Plutôt que de passer des heures à essayer de retrouver une résolution votée en assemblée générale, les PV sont balayés en quelques minutes seulement. À la clé, un gain de temps appréciable et une relation plus apaisée avec le copropriétaire en attente d’information et de réaction. « Chez Sergic, on considère qu’il doit y avoir une réponse au pire dans les 48 heures. Un syndic qui met une semaine ou 10 jours à répondre, c’est très problématique », souligne Stéphanie Titeca, gestionnaire d’immeubles à Lille, tout en se félicitant du temps gagné grâce à l’IA.

Pour ces entreprises, les atouts de l’intelligence artificielle ne font guère de doute. Mais beaucoup de leurs concurrents traînent les pieds, appréhendant davantage cette nouvelle technologie comme un luxe que comme un passage obligé. L’immobilier fait pourtant partie des activités qui « contribuent le plus au décrochage de la productivité apparente du travail française par rapport à la tendance pré-Covid », selon une récente note du Conseil national de la productivité.
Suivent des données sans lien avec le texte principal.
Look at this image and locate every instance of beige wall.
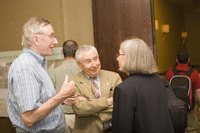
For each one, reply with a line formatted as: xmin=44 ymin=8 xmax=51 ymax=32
xmin=185 ymin=13 xmax=200 ymax=65
xmin=0 ymin=0 xmax=94 ymax=52
xmin=154 ymin=0 xmax=185 ymax=73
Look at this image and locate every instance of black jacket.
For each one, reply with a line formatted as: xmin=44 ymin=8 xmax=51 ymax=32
xmin=112 ymin=74 xmax=174 ymax=133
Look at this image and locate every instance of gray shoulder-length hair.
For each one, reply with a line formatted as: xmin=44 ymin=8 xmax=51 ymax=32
xmin=120 ymin=38 xmax=158 ymax=74
xmin=75 ymin=45 xmax=99 ymax=63
xmin=22 ymin=17 xmax=50 ymax=48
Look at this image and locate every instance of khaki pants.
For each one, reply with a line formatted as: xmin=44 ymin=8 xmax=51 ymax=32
xmin=185 ymin=107 xmax=199 ymax=133
xmin=65 ymin=114 xmax=75 ymax=133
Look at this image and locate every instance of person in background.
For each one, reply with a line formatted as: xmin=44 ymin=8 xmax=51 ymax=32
xmin=166 ymin=51 xmax=200 ymax=133
xmin=112 ymin=38 xmax=174 ymax=133
xmin=50 ymin=40 xmax=81 ymax=133
xmin=70 ymin=45 xmax=121 ymax=133
xmin=7 ymin=17 xmax=75 ymax=133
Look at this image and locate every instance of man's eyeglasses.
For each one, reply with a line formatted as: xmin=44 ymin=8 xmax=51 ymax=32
xmin=37 ymin=33 xmax=56 ymax=40
xmin=115 ymin=52 xmax=125 ymax=57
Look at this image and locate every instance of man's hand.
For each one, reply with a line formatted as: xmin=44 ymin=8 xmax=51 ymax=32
xmin=78 ymin=96 xmax=87 ymax=100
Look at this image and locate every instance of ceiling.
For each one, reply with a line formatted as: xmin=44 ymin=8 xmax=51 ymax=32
xmin=166 ymin=0 xmax=200 ymax=14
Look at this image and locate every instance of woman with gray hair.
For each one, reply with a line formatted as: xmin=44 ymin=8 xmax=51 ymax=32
xmin=112 ymin=38 xmax=174 ymax=133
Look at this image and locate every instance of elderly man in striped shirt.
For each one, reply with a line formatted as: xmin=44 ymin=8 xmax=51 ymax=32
xmin=7 ymin=17 xmax=75 ymax=133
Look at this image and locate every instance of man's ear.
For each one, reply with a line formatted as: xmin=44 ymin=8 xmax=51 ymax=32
xmin=76 ymin=61 xmax=82 ymax=69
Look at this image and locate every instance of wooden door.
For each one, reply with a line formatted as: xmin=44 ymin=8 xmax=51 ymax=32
xmin=92 ymin=0 xmax=155 ymax=80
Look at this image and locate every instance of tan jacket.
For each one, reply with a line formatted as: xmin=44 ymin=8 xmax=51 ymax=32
xmin=70 ymin=70 xmax=122 ymax=133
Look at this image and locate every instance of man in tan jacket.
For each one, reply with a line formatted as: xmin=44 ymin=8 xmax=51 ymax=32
xmin=71 ymin=45 xmax=122 ymax=133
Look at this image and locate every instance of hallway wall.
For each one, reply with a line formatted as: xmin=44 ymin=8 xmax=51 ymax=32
xmin=0 ymin=0 xmax=94 ymax=52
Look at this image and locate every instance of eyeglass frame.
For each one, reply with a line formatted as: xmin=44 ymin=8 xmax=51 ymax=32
xmin=37 ymin=33 xmax=56 ymax=40
xmin=115 ymin=52 xmax=125 ymax=57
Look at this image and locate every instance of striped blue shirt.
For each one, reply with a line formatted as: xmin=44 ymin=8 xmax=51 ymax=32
xmin=7 ymin=48 xmax=66 ymax=133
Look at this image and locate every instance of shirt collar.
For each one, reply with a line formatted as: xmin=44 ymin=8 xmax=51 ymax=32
xmin=85 ymin=73 xmax=100 ymax=81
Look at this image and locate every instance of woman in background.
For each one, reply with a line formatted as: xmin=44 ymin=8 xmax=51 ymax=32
xmin=112 ymin=38 xmax=174 ymax=133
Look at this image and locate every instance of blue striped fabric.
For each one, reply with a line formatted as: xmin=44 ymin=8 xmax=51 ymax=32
xmin=7 ymin=48 xmax=65 ymax=132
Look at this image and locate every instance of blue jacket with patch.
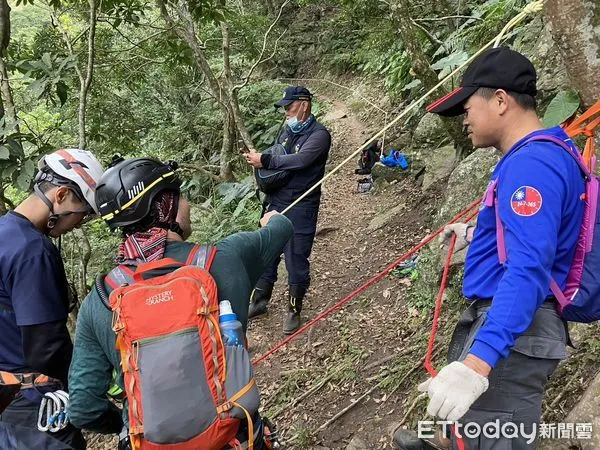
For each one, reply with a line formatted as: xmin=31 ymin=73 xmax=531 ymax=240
xmin=463 ymin=127 xmax=585 ymax=367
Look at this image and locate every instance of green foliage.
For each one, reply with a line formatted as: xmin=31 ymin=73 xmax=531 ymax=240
xmin=15 ymin=53 xmax=77 ymax=106
xmin=191 ymin=177 xmax=261 ymax=243
xmin=542 ymin=90 xmax=581 ymax=128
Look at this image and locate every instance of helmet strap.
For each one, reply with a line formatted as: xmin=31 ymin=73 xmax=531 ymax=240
xmin=33 ymin=183 xmax=88 ymax=230
xmin=169 ymin=222 xmax=184 ymax=239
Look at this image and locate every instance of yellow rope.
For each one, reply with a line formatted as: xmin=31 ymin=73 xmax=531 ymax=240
xmin=281 ymin=0 xmax=544 ymax=214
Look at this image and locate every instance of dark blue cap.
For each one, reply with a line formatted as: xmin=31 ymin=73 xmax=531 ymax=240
xmin=275 ymin=86 xmax=312 ymax=108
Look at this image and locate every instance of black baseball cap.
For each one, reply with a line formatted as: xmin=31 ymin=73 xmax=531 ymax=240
xmin=426 ymin=47 xmax=537 ymax=117
xmin=275 ymin=86 xmax=312 ymax=108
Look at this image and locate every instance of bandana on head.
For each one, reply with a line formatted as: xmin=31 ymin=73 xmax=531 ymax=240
xmin=116 ymin=191 xmax=179 ymax=265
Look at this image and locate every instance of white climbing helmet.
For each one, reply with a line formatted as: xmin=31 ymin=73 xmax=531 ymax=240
xmin=34 ymin=148 xmax=104 ymax=214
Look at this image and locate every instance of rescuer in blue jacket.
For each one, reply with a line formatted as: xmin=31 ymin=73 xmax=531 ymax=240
xmin=246 ymin=86 xmax=331 ymax=334
xmin=396 ymin=48 xmax=585 ymax=449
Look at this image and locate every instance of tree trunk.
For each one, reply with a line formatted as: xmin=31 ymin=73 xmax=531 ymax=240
xmin=544 ymin=0 xmax=600 ymax=107
xmin=156 ymin=0 xmax=235 ymax=181
xmin=0 ymin=0 xmax=19 ymax=133
xmin=265 ymin=0 xmax=275 ymax=16
xmin=392 ymin=0 xmax=473 ymax=161
xmin=219 ymin=114 xmax=235 ymax=181
xmin=221 ymin=16 xmax=254 ymax=148
xmin=78 ymin=0 xmax=98 ymax=149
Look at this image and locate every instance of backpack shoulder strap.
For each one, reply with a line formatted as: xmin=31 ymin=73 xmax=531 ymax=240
xmin=94 ymin=265 xmax=133 ymax=311
xmin=519 ymin=134 xmax=591 ymax=181
xmin=185 ymin=244 xmax=217 ymax=271
xmin=492 ymin=134 xmax=592 ymax=304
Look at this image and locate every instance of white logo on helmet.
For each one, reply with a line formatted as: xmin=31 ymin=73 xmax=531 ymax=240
xmin=127 ymin=181 xmax=144 ymax=200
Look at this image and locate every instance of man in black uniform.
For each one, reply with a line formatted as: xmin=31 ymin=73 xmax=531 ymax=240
xmin=246 ymin=86 xmax=331 ymax=334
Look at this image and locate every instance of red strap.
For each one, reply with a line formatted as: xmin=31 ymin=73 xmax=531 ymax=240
xmin=133 ymin=258 xmax=183 ymax=282
xmin=185 ymin=244 xmax=200 ymax=266
xmin=204 ymin=246 xmax=217 ymax=272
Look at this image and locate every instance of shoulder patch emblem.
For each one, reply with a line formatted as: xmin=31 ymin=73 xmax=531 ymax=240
xmin=510 ymin=186 xmax=542 ymax=217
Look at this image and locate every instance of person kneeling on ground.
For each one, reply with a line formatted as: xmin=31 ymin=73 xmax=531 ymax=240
xmin=69 ymin=158 xmax=293 ymax=449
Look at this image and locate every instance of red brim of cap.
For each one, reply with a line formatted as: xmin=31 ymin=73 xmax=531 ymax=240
xmin=273 ymin=99 xmax=296 ymax=108
xmin=425 ymin=86 xmax=479 ymax=117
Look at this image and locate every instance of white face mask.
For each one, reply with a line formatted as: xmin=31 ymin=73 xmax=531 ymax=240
xmin=285 ymin=116 xmax=302 ymax=131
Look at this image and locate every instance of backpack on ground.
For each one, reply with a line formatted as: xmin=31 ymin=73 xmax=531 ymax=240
xmin=492 ymin=101 xmax=600 ymax=323
xmin=97 ymin=246 xmax=260 ymax=450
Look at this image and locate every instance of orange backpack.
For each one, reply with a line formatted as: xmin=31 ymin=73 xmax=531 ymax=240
xmin=107 ymin=246 xmax=260 ymax=450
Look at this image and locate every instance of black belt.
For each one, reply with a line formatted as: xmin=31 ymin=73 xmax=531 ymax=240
xmin=13 ymin=372 xmax=62 ymax=389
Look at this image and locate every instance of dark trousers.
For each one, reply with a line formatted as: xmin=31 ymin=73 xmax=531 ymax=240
xmin=262 ymin=204 xmax=319 ymax=297
xmin=448 ymin=302 xmax=567 ymax=450
xmin=0 ymin=395 xmax=86 ymax=450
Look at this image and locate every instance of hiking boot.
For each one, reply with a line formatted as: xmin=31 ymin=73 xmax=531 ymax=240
xmin=283 ymin=285 xmax=306 ymax=334
xmin=394 ymin=428 xmax=450 ymax=450
xmin=248 ymin=278 xmax=273 ymax=319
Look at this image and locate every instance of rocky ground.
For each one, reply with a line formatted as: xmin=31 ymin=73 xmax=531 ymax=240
xmin=89 ymin=90 xmax=600 ymax=450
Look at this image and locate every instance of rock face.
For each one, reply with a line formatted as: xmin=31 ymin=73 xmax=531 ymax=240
xmin=513 ymin=17 xmax=571 ymax=112
xmin=415 ymin=148 xmax=500 ymax=310
xmin=422 ymin=145 xmax=455 ymax=190
xmin=436 ymin=148 xmax=500 ymax=224
xmin=412 ymin=113 xmax=450 ymax=149
xmin=368 ymin=202 xmax=405 ymax=231
xmin=538 ymin=373 xmax=600 ymax=450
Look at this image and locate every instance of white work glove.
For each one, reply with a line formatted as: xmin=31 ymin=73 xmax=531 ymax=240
xmin=439 ymin=222 xmax=473 ymax=252
xmin=418 ymin=361 xmax=489 ymax=421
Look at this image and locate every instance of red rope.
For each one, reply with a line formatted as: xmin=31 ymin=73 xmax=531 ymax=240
xmin=252 ymin=199 xmax=481 ymax=366
xmin=424 ymin=210 xmax=479 ymax=450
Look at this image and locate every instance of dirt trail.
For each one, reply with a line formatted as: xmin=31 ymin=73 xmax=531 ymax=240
xmin=249 ymin=94 xmax=446 ymax=450
xmin=86 ymin=93 xmax=436 ymax=450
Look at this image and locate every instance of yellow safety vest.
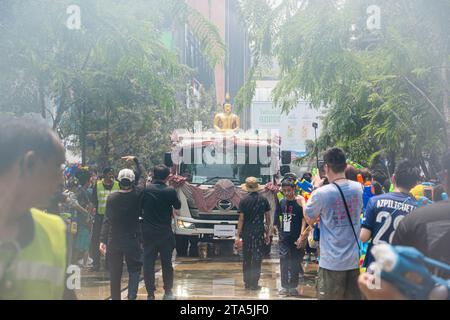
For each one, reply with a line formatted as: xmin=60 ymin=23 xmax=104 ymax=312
xmin=97 ymin=181 xmax=119 ymax=215
xmin=0 ymin=209 xmax=67 ymax=300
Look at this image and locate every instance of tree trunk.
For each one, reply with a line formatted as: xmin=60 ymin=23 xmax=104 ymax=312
xmin=103 ymin=106 xmax=111 ymax=166
xmin=419 ymin=156 xmax=431 ymax=180
xmin=441 ymin=57 xmax=450 ymax=149
xmin=38 ymin=79 xmax=47 ymax=119
xmin=80 ymin=102 xmax=86 ymax=166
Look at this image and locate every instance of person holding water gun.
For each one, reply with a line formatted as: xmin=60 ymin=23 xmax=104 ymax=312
xmin=358 ymin=150 xmax=450 ymax=300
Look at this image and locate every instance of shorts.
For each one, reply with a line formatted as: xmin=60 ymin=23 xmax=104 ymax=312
xmin=75 ymin=227 xmax=91 ymax=251
xmin=317 ymin=268 xmax=361 ymax=300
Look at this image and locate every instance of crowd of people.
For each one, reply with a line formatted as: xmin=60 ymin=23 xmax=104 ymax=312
xmin=0 ymin=120 xmax=450 ymax=300
xmin=236 ymin=148 xmax=450 ymax=300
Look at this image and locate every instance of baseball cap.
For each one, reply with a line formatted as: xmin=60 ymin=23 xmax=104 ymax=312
xmin=117 ymin=169 xmax=135 ymax=182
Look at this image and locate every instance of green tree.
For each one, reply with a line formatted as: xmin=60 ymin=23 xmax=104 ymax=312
xmin=237 ymin=0 xmax=450 ymax=173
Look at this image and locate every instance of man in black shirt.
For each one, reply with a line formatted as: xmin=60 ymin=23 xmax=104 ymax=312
xmin=358 ymin=152 xmax=450 ymax=299
xmin=392 ymin=152 xmax=450 ymax=268
xmin=142 ymin=165 xmax=181 ymax=300
xmin=274 ymin=179 xmax=306 ymax=296
xmin=236 ymin=177 xmax=271 ymax=290
xmin=91 ymin=167 xmax=119 ymax=271
xmin=100 ymin=156 xmax=145 ymax=300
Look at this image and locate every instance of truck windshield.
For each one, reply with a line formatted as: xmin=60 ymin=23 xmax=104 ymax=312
xmin=180 ymin=149 xmax=271 ymax=185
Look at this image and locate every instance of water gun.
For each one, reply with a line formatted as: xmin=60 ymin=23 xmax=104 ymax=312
xmin=311 ymin=168 xmax=319 ymax=177
xmin=295 ymin=179 xmax=314 ymax=193
xmin=371 ymin=243 xmax=450 ymax=300
xmin=417 ymin=196 xmax=433 ymax=207
xmin=347 ymin=159 xmax=364 ymax=169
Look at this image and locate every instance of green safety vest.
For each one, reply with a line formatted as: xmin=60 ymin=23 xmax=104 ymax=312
xmin=97 ymin=181 xmax=119 ymax=215
xmin=0 ymin=209 xmax=67 ymax=300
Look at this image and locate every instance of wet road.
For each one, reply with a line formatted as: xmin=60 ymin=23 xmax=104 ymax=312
xmin=77 ymin=241 xmax=318 ymax=300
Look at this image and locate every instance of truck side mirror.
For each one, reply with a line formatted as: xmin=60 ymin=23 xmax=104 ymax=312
xmin=281 ymin=151 xmax=292 ymax=164
xmin=280 ymin=165 xmax=291 ymax=176
xmin=164 ymin=152 xmax=173 ymax=168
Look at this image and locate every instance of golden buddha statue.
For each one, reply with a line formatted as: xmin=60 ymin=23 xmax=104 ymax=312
xmin=214 ymin=94 xmax=241 ymax=131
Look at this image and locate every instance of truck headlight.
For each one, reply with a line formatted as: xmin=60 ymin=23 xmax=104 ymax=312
xmin=177 ymin=220 xmax=195 ymax=229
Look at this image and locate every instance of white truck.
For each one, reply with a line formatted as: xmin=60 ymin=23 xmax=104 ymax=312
xmin=165 ymin=130 xmax=291 ymax=256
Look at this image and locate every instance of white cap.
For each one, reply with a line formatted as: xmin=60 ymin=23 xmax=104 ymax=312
xmin=117 ymin=169 xmax=135 ymax=182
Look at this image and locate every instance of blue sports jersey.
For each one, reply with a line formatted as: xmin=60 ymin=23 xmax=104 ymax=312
xmin=361 ymin=192 xmax=417 ymax=268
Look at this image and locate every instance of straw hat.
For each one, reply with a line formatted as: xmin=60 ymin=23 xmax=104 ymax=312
xmin=241 ymin=177 xmax=264 ymax=192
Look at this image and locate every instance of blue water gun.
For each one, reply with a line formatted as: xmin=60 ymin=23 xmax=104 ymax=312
xmin=371 ymin=243 xmax=450 ymax=300
xmin=295 ymin=179 xmax=314 ymax=193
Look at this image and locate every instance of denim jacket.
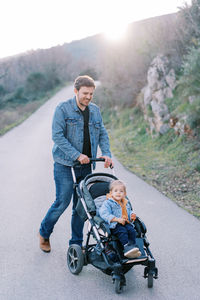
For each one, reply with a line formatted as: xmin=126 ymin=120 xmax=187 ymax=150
xmin=52 ymin=97 xmax=111 ymax=166
xmin=99 ymin=198 xmax=133 ymax=228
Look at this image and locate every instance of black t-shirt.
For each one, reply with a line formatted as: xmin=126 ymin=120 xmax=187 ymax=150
xmin=79 ymin=106 xmax=92 ymax=157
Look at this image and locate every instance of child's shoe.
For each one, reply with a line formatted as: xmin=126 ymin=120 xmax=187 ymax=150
xmin=124 ymin=244 xmax=141 ymax=258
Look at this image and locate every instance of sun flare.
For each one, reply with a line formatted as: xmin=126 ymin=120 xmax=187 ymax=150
xmin=104 ymin=23 xmax=128 ymax=41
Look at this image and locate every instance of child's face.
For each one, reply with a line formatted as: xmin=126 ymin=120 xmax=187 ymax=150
xmin=111 ymin=185 xmax=126 ymax=201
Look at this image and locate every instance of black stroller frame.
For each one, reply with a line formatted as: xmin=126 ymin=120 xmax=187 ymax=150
xmin=67 ymin=159 xmax=158 ymax=294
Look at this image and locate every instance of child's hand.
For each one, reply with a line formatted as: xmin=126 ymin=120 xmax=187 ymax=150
xmin=117 ymin=218 xmax=126 ymax=225
xmin=131 ymin=214 xmax=136 ymax=221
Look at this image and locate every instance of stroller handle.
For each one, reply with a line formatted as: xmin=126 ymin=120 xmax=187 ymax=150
xmin=73 ymin=158 xmax=113 ymax=169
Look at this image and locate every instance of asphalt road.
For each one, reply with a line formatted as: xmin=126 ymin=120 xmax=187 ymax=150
xmin=0 ymin=87 xmax=200 ymax=300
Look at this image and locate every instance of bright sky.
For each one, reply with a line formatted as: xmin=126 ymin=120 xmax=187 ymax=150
xmin=0 ymin=0 xmax=191 ymax=58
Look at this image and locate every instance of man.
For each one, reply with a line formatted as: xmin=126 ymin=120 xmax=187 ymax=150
xmin=39 ymin=75 xmax=112 ymax=252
Un secteur rétif aux nouvelles technologies

« Malheureusement, l’IA n’est pas tellement utilisée. Le secteur a toujours été lent à intégrer les nouvelles technologies », s’inquiète Victoria Safar, la fondatrice de Ventureo Academy, une société qui accompagne les entreprises dans leur mue. Stéphane Scarella, directeur général du Salon immobilier Rent, filiale du Groupe Figaro, est un brin plus optimiste. « On est en retard mais il y a une prise de conscience qu’il est indispensable de se tourner vers cet outil. Les clients qui l’utilisent de plus en plus ne comprendront pas que les sociétés vers lesquelles ils se tournent ne s’en servent pas » explique ce spécialiste des nouvelles technologies qui a décidé de faire de l’IA le thème central de la prochaine édition de Rent. La pression vient aussi de l’interne. « Certains salariés utilisent déjà l’IA, avec, pour leur entreprise, le risque de ne pas savoir où partent les données » confie Corentin Brabant, directeur Innovation de Sergic. Cette société a paré au problème, en montant sans attendre dans le train de la grande révolution de l’intelligence artificielle.